Why is life insurance essential at every stage of life?
● 18 to 25 years – Single
Many young Indian adults do not consider purchasing a life insurance policy because they assume they are too young to need one. What they fail to realise is that because they are young, healthy and free from responsibilities, they have innumerable opportunities to save.
Unfortunately, many young people live a millennial lifestyle, which often makes them ignorant about the uncertainties of life. They live life on the edge and avoid financial commitments. However, they must be educated about the benefits of saving early and their responsibility as a family member. A young person can get a plan with a larger sum assured at a much cheaper premium than people buying one in their late 30s or early 40s.

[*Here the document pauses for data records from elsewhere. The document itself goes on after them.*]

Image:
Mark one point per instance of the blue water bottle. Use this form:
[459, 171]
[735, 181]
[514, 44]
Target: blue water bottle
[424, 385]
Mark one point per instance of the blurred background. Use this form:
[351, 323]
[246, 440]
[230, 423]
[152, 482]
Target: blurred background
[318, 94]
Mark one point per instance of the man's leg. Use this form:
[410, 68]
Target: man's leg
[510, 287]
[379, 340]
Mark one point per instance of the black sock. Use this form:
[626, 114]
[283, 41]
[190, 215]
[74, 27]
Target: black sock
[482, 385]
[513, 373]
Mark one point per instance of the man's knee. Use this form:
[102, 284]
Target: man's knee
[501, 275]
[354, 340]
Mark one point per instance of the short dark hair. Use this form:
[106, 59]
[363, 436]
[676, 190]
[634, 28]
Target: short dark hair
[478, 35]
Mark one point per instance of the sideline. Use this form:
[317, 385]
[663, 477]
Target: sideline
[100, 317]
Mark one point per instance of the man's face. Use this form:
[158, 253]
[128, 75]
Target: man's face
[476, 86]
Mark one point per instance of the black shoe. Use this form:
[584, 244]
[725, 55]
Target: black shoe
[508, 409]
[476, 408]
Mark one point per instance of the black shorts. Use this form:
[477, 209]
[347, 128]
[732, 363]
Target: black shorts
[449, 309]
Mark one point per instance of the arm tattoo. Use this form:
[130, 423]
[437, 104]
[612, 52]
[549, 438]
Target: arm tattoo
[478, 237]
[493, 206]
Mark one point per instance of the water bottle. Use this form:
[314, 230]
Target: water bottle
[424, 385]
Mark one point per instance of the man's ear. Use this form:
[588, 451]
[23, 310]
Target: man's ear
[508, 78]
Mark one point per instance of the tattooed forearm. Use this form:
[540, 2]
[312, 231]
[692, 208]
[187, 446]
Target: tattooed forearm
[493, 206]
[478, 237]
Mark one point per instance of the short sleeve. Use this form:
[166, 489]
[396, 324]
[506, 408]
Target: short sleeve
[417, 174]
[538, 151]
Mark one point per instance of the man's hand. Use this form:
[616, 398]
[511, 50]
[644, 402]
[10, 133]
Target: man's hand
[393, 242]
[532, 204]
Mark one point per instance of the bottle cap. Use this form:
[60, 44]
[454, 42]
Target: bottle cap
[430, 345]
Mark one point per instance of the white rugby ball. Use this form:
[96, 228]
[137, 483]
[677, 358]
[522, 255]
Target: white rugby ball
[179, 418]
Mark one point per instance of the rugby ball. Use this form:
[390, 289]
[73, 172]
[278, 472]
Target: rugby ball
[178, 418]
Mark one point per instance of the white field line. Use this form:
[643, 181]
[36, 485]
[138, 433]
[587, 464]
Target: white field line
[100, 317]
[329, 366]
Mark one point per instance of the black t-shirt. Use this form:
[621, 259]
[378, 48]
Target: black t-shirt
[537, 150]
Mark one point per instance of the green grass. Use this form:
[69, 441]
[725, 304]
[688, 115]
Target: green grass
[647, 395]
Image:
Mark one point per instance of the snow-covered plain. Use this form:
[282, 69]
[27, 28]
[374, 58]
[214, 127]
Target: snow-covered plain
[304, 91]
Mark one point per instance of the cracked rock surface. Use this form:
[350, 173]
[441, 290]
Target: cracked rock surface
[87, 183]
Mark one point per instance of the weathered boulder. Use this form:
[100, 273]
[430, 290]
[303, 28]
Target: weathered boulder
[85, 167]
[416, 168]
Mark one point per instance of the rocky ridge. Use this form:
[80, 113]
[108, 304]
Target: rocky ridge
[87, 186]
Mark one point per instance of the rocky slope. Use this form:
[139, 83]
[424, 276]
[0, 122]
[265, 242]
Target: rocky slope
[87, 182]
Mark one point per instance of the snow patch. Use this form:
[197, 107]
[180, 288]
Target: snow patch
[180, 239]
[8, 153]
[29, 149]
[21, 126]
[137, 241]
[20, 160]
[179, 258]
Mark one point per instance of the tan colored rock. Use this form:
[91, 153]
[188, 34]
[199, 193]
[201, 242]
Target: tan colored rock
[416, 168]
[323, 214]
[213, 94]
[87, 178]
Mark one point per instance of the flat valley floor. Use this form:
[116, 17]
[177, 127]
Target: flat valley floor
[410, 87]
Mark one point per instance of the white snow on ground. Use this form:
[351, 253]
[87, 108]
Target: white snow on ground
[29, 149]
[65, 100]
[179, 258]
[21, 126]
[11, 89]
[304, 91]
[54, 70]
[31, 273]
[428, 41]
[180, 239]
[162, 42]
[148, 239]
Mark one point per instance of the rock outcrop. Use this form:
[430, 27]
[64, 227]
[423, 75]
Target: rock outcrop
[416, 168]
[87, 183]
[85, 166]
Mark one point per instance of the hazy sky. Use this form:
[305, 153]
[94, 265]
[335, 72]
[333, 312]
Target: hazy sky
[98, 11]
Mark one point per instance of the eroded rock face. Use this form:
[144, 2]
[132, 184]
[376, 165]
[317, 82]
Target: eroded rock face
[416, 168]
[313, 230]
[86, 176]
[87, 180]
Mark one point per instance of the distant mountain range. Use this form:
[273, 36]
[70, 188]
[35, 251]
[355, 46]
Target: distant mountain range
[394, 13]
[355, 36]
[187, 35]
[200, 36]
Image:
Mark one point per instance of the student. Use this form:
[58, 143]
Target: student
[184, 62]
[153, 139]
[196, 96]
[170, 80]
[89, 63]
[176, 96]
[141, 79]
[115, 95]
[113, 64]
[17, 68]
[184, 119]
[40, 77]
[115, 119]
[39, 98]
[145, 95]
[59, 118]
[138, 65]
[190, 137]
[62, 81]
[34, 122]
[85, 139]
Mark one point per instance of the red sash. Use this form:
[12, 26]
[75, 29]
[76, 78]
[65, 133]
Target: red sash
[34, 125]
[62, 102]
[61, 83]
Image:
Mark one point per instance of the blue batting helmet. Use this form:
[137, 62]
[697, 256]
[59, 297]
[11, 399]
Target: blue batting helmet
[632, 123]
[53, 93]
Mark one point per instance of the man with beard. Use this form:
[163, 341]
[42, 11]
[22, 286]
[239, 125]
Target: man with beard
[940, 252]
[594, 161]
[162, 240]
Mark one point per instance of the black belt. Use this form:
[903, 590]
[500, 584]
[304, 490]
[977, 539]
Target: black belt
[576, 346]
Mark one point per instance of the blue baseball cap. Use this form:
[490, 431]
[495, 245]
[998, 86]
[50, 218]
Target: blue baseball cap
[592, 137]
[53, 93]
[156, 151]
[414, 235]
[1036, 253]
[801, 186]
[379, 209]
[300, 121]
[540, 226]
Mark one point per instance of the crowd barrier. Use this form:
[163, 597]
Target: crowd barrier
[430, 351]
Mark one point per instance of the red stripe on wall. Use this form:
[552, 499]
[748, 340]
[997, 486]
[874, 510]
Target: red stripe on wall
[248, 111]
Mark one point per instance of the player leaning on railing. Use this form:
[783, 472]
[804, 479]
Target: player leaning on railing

● 25 to 30 years – Married Without Kids
At this age, people may have settled into their careers. They have some earnings and as they are young and healthy, they are starting a new life. They are likely to be married and planning a family. Unfortunately, they could fall prey to the lifestyle habits of their single days. There could be social pressure to live up to an expected lifestyle, which results in them spending more frivolously.
Many in this age group live an extravagant lifestyle, spending on a new car, vacations, jewellery, etc. Therefore, insurance can be very useful to help cover loans and liabilities. It can create a second income which can be useful in times of need, especially during unforeseen situations like the pandemic or in a medical emergency.
● 30 to 40 years – Married with Young Children or Expecting a Child
At this point in life, people are starting to take responsibility. They have an opportunity to save, but as the family is growing, so are its needs. Childbirth and preschool can be major costs in a person’s life at this stage.
Insurance becomes even more critical during this stage as a father may have many dependent family expenses or may have to cover loans and liabilities. This is also the time to start thinking about their toddler’s future, as well as their own. Insurance at this stage can help secure higher education, marriage, and other ambitions and protect a child’s future.
● 40 to 50 years – Married with Older Kids
At this stage of life, people have attained financial independence and have had the opportunity to save for the future, including for their children’s education, marriage and retirement. Many might have experienced a job loss or other unforeseen events, which makes them understand uncertainties and the nature of liabilities.
Savings is a necessity at this stage to manage growing family responsibilities. Insurance is therefore a must to protect themselves and their family. It can help buy peace of mind by creating a second income and providing financial aid in case of health emergencies. Insurance at this stage can also help cover loans and liabilities, secure the future of their children and help them plan an encumbrance-free legacy.
● 50 to 60 years – Pre Retirement
At this stage of life, most individuals have fulfilled their commitments to their children, and they have shifted focus to themselves. Many would have already planned for retirement or would be starting to. Insurance at this stage can bring peace of mind. It can create a second income and cover any loans and liabilities. It can also help save tax initially. Additionally, previously invested or saved money can be further reinvested to leave behind a sizable legacy.
● 60 years onwards – Retirement
At this stage, most individuals look forward to benefits from their lifetime savings. They realise the importance of protecting themselves and their spouse against health-related issues and buy insurance for post-retirement income and to plan the legacy of their children and grandchildren. They can also take advantage of maturity benefits to help close loans and liabilities. Insurance can support survival costs and remove the physical and financial dependency.
Life insurance is a way to show one’s family how much they care. It is about following through on commitments and fulfilling the promise of taking care of loved ones forever, shielding them from potential financial instability during uncertain times. As a result, life insurance coverage is essential at all stages of life. By now, we hope you understand why life insurance is essential at every stage of life.